Scient shares were at $28 in midday trading today, down $2.56, or about 8 percent, since yesterday's close.
That is a strong contrast to last summer, when many Internet consulting companies were trading at double or triple their initial public offering (IPO) prices. The companies, many of which went public in the first half of 1999, quickly grabbed Wall Street's attention.
Roughly six months after its market debut, Scient shares traded in the high $60 range, more than triple its IPO price. Earlier this year, Scient reached a market capitalization of approximately $4 billion, and its stock touched a high of $133.75.
Despite the current stock tumble of many consulting companies, analysts say investor confusion, coupled with the overall market correction, has brought some of these companies' stock prices to affordable levels. Some analysts say the companies could represent smart investments.
"There are going to be good buys out there," said industry analyst Tom Rodenhauser, who heads Consulting Information Services. "The only reason we're talking consolidation right now is because the market values and market caps of these smaller Net firms have finally come back to earth.
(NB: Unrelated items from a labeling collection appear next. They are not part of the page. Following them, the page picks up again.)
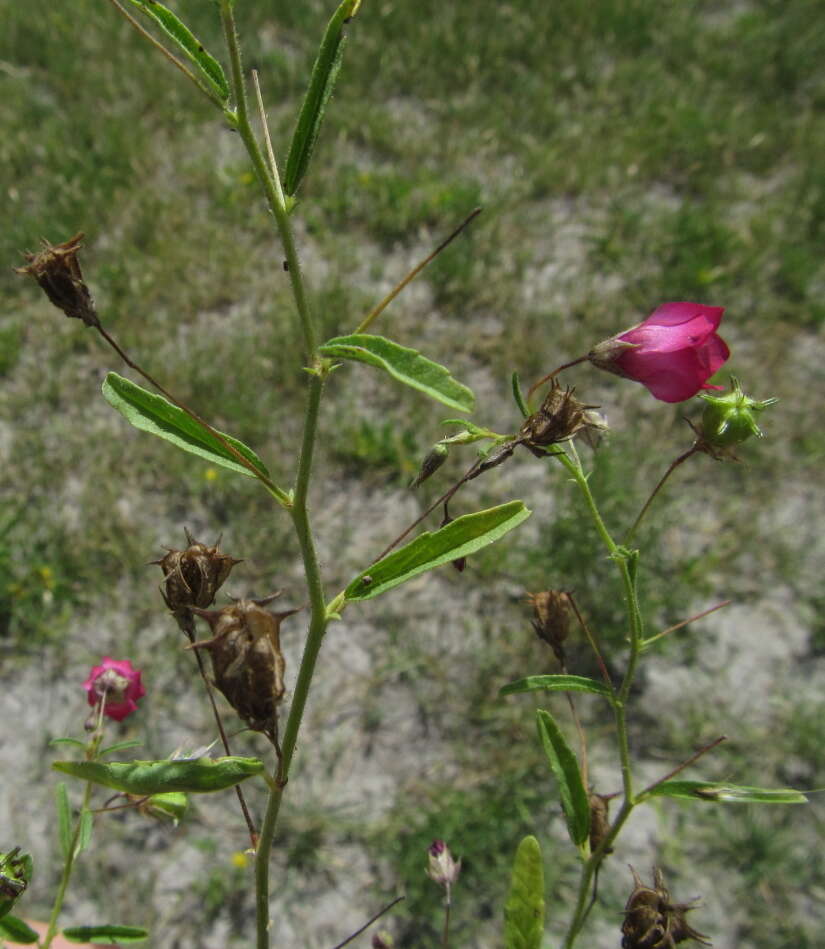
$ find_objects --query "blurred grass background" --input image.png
[0,0,825,949]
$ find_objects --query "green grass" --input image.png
[0,0,825,949]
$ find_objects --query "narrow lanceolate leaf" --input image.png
[52,757,264,794]
[125,0,229,103]
[320,333,475,412]
[536,709,590,847]
[344,501,530,600]
[54,781,72,859]
[284,0,361,195]
[98,372,269,478]
[0,916,40,946]
[504,837,544,949]
[644,781,808,804]
[498,675,613,701]
[62,926,149,946]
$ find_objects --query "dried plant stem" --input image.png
[332,896,404,949]
[624,442,699,544]
[355,208,481,333]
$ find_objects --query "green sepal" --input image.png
[103,372,269,478]
[504,836,544,949]
[318,333,475,412]
[344,501,531,600]
[125,0,229,105]
[536,709,590,847]
[284,0,361,197]
[52,756,264,794]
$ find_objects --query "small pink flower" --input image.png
[587,303,730,402]
[83,656,146,722]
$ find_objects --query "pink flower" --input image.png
[587,303,730,402]
[83,656,146,722]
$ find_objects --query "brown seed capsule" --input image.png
[622,867,710,949]
[519,379,598,458]
[152,528,241,639]
[15,234,100,327]
[188,593,298,740]
[588,791,613,854]
[527,590,570,663]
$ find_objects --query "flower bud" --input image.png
[518,379,603,458]
[152,528,241,639]
[15,234,100,327]
[187,593,298,741]
[698,376,778,456]
[410,442,449,488]
[83,656,146,722]
[427,840,461,894]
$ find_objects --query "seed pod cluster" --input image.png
[622,867,710,949]
[519,379,599,458]
[189,593,298,742]
[15,234,100,327]
[153,528,241,640]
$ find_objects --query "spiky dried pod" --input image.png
[15,234,100,327]
[153,528,241,639]
[527,590,570,663]
[588,791,613,854]
[519,379,598,458]
[622,867,710,949]
[189,593,298,741]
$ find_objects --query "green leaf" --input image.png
[536,709,590,847]
[344,501,530,600]
[49,738,86,750]
[103,372,269,478]
[284,0,361,196]
[62,926,149,946]
[97,738,143,758]
[319,333,475,412]
[125,0,229,104]
[75,807,94,856]
[52,757,264,794]
[643,781,808,804]
[498,675,613,702]
[504,837,544,949]
[0,916,40,945]
[54,781,72,859]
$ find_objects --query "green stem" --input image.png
[221,0,318,362]
[556,444,644,949]
[42,781,92,949]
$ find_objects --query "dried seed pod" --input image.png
[519,379,598,458]
[527,590,570,664]
[15,234,100,327]
[622,867,710,949]
[152,527,241,639]
[588,791,613,854]
[188,593,298,741]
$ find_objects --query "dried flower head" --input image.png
[427,840,461,899]
[622,867,710,949]
[188,593,298,741]
[15,234,100,327]
[518,379,604,458]
[527,590,570,663]
[83,656,146,722]
[152,528,241,639]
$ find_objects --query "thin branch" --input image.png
[355,208,481,333]
[332,896,405,949]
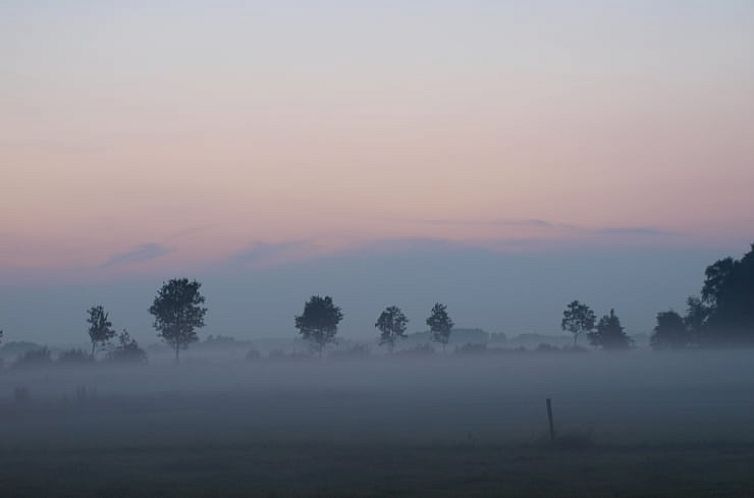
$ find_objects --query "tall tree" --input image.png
[427,303,454,351]
[560,301,597,347]
[683,296,710,346]
[86,305,115,358]
[296,296,343,357]
[587,309,632,350]
[374,306,408,353]
[149,278,207,363]
[702,245,754,345]
[650,310,691,349]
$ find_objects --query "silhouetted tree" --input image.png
[374,306,408,353]
[560,301,597,347]
[587,309,631,350]
[650,310,691,349]
[86,306,115,358]
[296,296,343,357]
[107,330,147,363]
[149,278,207,363]
[683,296,710,346]
[702,245,754,344]
[57,349,94,365]
[427,303,453,351]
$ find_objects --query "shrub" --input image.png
[107,330,147,363]
[455,343,487,354]
[14,347,52,368]
[267,349,314,361]
[329,344,371,360]
[57,349,94,365]
[535,342,560,353]
[396,344,435,358]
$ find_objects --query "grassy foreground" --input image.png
[0,443,754,497]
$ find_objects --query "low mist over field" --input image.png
[0,0,754,498]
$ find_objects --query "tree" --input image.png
[86,306,115,358]
[701,244,754,345]
[374,306,408,353]
[107,330,147,363]
[560,301,597,347]
[650,310,691,349]
[587,309,631,350]
[149,278,207,363]
[683,296,710,346]
[296,296,343,357]
[427,303,454,351]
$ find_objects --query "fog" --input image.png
[0,241,724,345]
[0,349,754,449]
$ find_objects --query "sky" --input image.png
[0,0,754,341]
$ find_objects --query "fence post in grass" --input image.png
[547,398,555,441]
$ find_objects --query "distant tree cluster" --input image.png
[652,245,754,349]
[0,244,754,365]
[560,301,632,350]
[295,296,453,356]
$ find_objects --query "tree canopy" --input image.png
[694,244,754,344]
[560,301,597,346]
[374,306,408,353]
[650,310,691,349]
[86,305,115,358]
[149,278,207,362]
[427,303,454,350]
[295,296,343,356]
[587,309,631,350]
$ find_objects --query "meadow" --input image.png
[0,350,754,497]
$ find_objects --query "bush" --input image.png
[455,343,487,354]
[14,347,52,368]
[329,344,371,360]
[107,330,147,363]
[267,349,314,361]
[396,344,435,358]
[535,342,560,353]
[57,349,94,365]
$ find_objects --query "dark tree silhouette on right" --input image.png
[149,278,207,363]
[587,309,632,350]
[374,306,408,353]
[86,306,115,358]
[560,301,597,347]
[650,310,691,349]
[296,296,343,357]
[427,303,454,351]
[698,244,754,345]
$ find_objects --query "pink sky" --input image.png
[0,2,754,272]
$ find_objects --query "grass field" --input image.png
[0,443,754,497]
[0,352,754,497]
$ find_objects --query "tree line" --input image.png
[561,244,754,349]
[0,244,754,362]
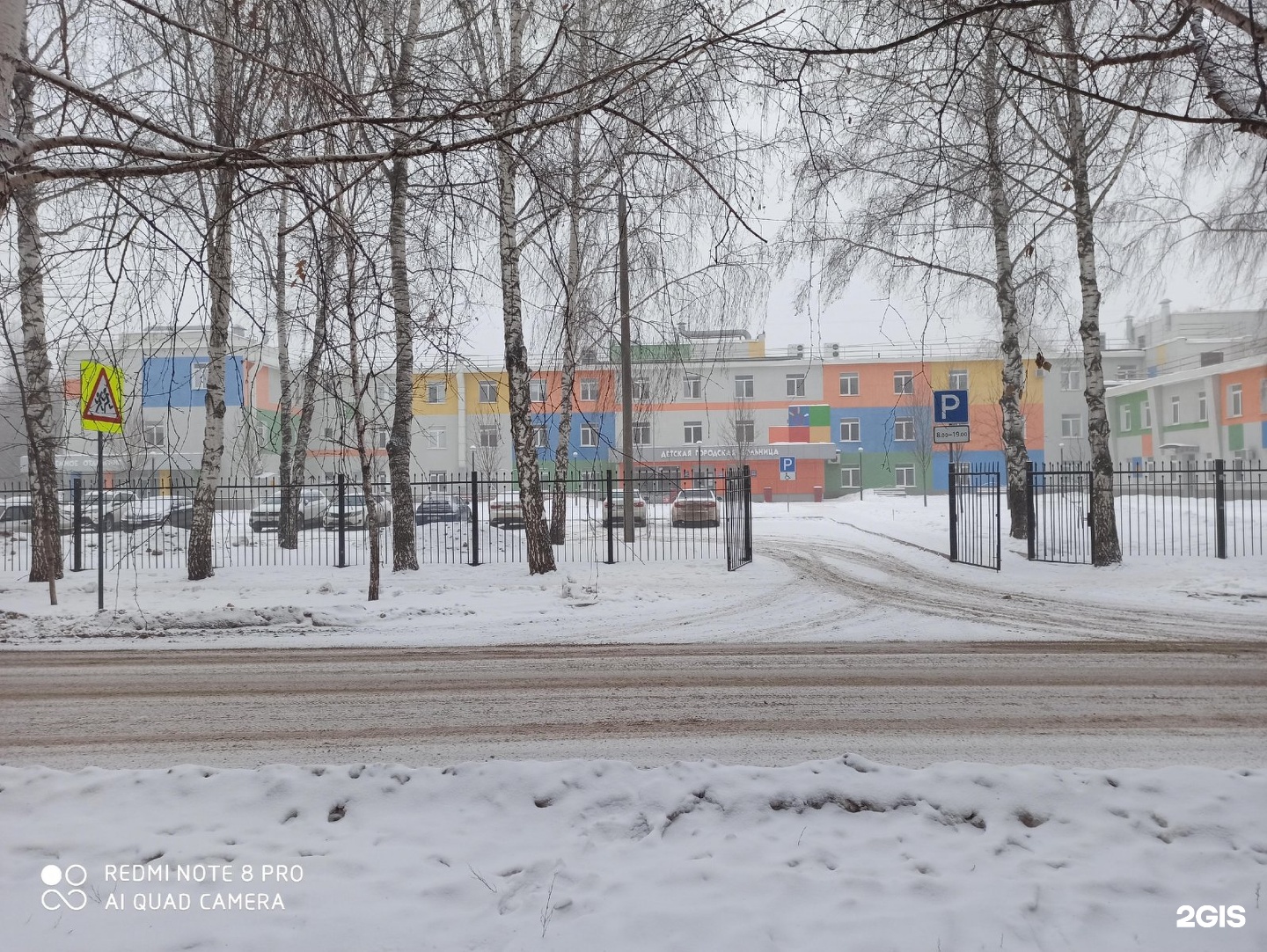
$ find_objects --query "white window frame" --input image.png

What once was valuable real estate is now reasonable real estate."
Another reason some analysts remain bullish about consulting companies: Though the sector is depressed and flooded with look-alikes, many companies are still meeting or exceeding analysts' earnings estimates and are on schedule to meet profit goals.
In a recent interview, CSFB analyst Mark Wolfenberger said he predicts most of the action will be centered around larger hardware or software companies that need to bulk up their consulting staff to deliver a combination of products and services.
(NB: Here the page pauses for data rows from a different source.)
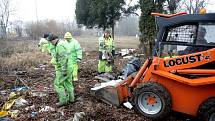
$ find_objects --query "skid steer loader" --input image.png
[91,13,215,121]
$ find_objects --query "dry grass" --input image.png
[0,36,139,70]
[0,41,49,70]
[75,36,139,51]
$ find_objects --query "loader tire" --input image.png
[198,97,215,121]
[133,82,172,120]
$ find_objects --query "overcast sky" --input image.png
[12,0,215,21]
[13,0,76,21]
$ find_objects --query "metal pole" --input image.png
[34,0,38,24]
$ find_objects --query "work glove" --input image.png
[111,50,116,58]
[77,58,81,62]
[62,72,67,77]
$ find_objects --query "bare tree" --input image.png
[178,0,208,14]
[0,0,14,38]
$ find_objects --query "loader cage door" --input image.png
[159,23,215,58]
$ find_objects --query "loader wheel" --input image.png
[133,82,172,119]
[198,98,215,121]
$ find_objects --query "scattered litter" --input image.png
[14,98,28,108]
[123,102,133,109]
[39,106,55,113]
[0,111,9,117]
[0,117,14,121]
[9,110,19,118]
[15,71,27,75]
[119,49,135,56]
[11,86,30,92]
[122,57,141,78]
[0,90,7,95]
[32,92,47,97]
[31,112,38,118]
[72,112,86,121]
[91,79,123,91]
[25,105,35,111]
[123,55,133,59]
[97,73,114,80]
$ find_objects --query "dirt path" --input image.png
[0,52,192,121]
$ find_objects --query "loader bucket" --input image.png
[91,78,132,107]
[95,86,120,106]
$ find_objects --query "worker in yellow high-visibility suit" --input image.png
[47,34,75,107]
[98,30,115,73]
[64,32,82,81]
[38,34,49,53]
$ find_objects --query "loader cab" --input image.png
[154,14,215,58]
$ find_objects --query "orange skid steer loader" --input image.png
[91,13,215,121]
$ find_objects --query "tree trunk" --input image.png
[111,24,114,39]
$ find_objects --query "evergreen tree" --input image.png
[139,0,164,55]
[75,0,137,37]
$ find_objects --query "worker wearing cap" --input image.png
[38,34,49,53]
[64,32,82,81]
[48,34,74,107]
[98,30,115,73]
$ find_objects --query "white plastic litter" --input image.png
[25,105,35,111]
[39,106,55,113]
[14,98,28,107]
[123,102,133,109]
[91,79,123,91]
[72,112,86,121]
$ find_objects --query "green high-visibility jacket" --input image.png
[99,37,115,52]
[53,40,69,74]
[68,38,82,64]
[39,38,49,52]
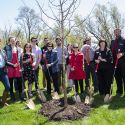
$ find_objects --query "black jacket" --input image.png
[94,48,113,69]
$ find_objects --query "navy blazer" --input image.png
[111,36,125,56]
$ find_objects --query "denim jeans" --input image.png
[0,69,10,92]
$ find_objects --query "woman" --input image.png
[4,37,23,101]
[94,39,113,99]
[22,43,35,97]
[66,43,73,90]
[69,43,85,96]
[43,42,59,95]
[0,39,17,106]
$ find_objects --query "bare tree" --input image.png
[2,25,12,44]
[75,3,125,43]
[35,0,80,107]
[16,6,41,42]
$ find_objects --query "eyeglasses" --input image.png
[73,47,78,49]
[31,40,37,42]
[26,46,31,48]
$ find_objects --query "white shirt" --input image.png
[32,46,42,63]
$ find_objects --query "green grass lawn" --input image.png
[0,70,125,125]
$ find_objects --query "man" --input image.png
[55,37,68,92]
[41,37,49,88]
[81,37,98,92]
[31,37,42,91]
[111,29,125,95]
[0,39,17,106]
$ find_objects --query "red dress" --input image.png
[8,50,20,78]
[69,52,85,80]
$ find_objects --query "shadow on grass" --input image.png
[108,96,125,110]
[92,94,104,108]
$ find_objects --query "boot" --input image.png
[2,91,8,106]
[10,92,16,102]
[28,84,33,98]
"The AppNet and Commerce One (merger) makes a lot of sense right now," he said. "Right now in technology, you have the products, but you certainly need the people to install them." Product companies "need the intellectual property to make it work."
Meanwhile, a number of Web consultancies have also turned to strategic acquisitions, nabbing a competitor to land a new geographic presence or gain a larger employee head count. Others are forming tighter partnerships to enter markets, including wireless Internet access.
Adding to its set of services, Net consultancy Sapient recently completed its acquisition of Human Code. The Austin, Texas-based company focuses on interactive media strategy and creative services.
To gain a presence in the Asia-Pacific region, Scient also formed an alliance this month with Singapore-based E-millennium 2, an investment fund started by Deutsche Bank.
Many analysts say the companies that survive will be those that focus on getting big fast to staff larger projects and generate more revenue. Some analysts named Sapient, MarchFirst and Scient as examples of long-term players.
And while a number of these companies have already moved away from dot-coms to focus on larger business clients, the greatest challenge now will be staffing those huge consulting projects.
Experts say the most challenging aspect to bulking up will be finding qualified technology consultants in the scorching job market.
According to IT staffing and consulting company Management Decisions Inc. (MDI), the tech industry will create an estimated 1.5 million new positions in 2001. Because of the severe shortage of qualified workers, roughly half of those spots will go unfilled.
That leaves many consulting companies with one path: Merge with rivals to gain valuable talent. But experts caution that acquisitions--which often can come with cultural and political problems that eclipse any positive business synergies--are a risky strategy.
"For the most part, it's very rare that you see a consulting company that has achieved market dominance through acquisitions," Rodenhauser said. "The problem is you're buying people. The assets (to a company) are the people and the culture."